Maghrebi: « Benzarti a balancé une glacière »

La Fédération tunisienne (FTF) a mis en avant les écarts de comportement de Faouzi Benzarti pour justifier son limogeage surprise du poste de sélectionneur samedi alors que la qualification pour la CAN 2019 était en poche.
La nouvelle a fait l’effet d’un coup de tonnerre samedi. Après seulement 3 mois en poste et malgré un bilan quasi-parfait avec 3 victoires en 3 matchs et une qualification pour la CAN 2019 en poche, le sélectionneur de la Tunisie, Faouzi Benzarti, a été limogé. Incompréhensible au premier abord, cette décision a suscité beaucoup de rumeurs sur les causes du licenciement. Sur le plateau de l’émission Dimanche Sport, le porte-parole de la Fédération tunisienne (FTF), Hamed Maghrebi, a donné selon lui les raisons qui ont poussé l’instance à se séparer du technicien.

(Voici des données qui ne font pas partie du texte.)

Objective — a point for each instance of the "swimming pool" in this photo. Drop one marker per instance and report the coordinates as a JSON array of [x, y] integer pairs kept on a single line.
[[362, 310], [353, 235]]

« Il a promis à Wadii Al Jari (le président de la FTF) de se montrer plus souple que d’habitude avec les joueurs mais il a été fidèle à sa réputation et a continué avec les insultes », a souligné le membre fédéral. « Il a balancé une glacière, insulté les joueurs et leur criait dessus régulièrement. J’ai demandé une enquête quand j’ai appris que l’ambiance du vestiaire n’était plus comme avant. Nous avons construit un groupe et nous voudrions le protéger. Il se demande pourquoi il n’a jamais eu sa chance avec la sélection ? Il devrait comprendre tout seul. »

Benzarti a également dépassé les bornes avec ses dirigeants, toujours d’après Maghrebi. « Nous voulions nous réunir avec lui avant d’annoncer son départ mais le membre fédéral, Hichem Ben Omrane, a reçu un message plein d’insultes de la part du fils de Faouzi. Nous avons alors décidé d’officialiser son limogeage dans la foulée. (…) Je ne m’attendais pas à ce qu’il insulte indirectement le bureau fédéral. C’est ce dernier qui a tenu à ce qu’il soit nommé à la tête de la sélection malgré l’hésitation du président de la FTF. Je ne peux pas évaluer Benzarti mais il y a des techniciens qui sont proches de la Fédération qui donnent leurs avis. »
Bien sûr, Benzarti donne une toute autre version des faits, et rappelle que faute d’arguments, la FTF balance cette histoire des difficultés de communication pour tenter de masquer les ingérences du président de la fédération dans les affaires de son sélectionneur.
D’ailleurs, la quasi totalité du public sportif a pris fait et cause pour Benzarti qui jouit d’une cote de popularité que lui envient les responsables de la FTF, Al Jarie en tête.
A huit mois de la CAN, voilà donc de nouveau les Aigles de Carthage en quête d’un sélectionneur.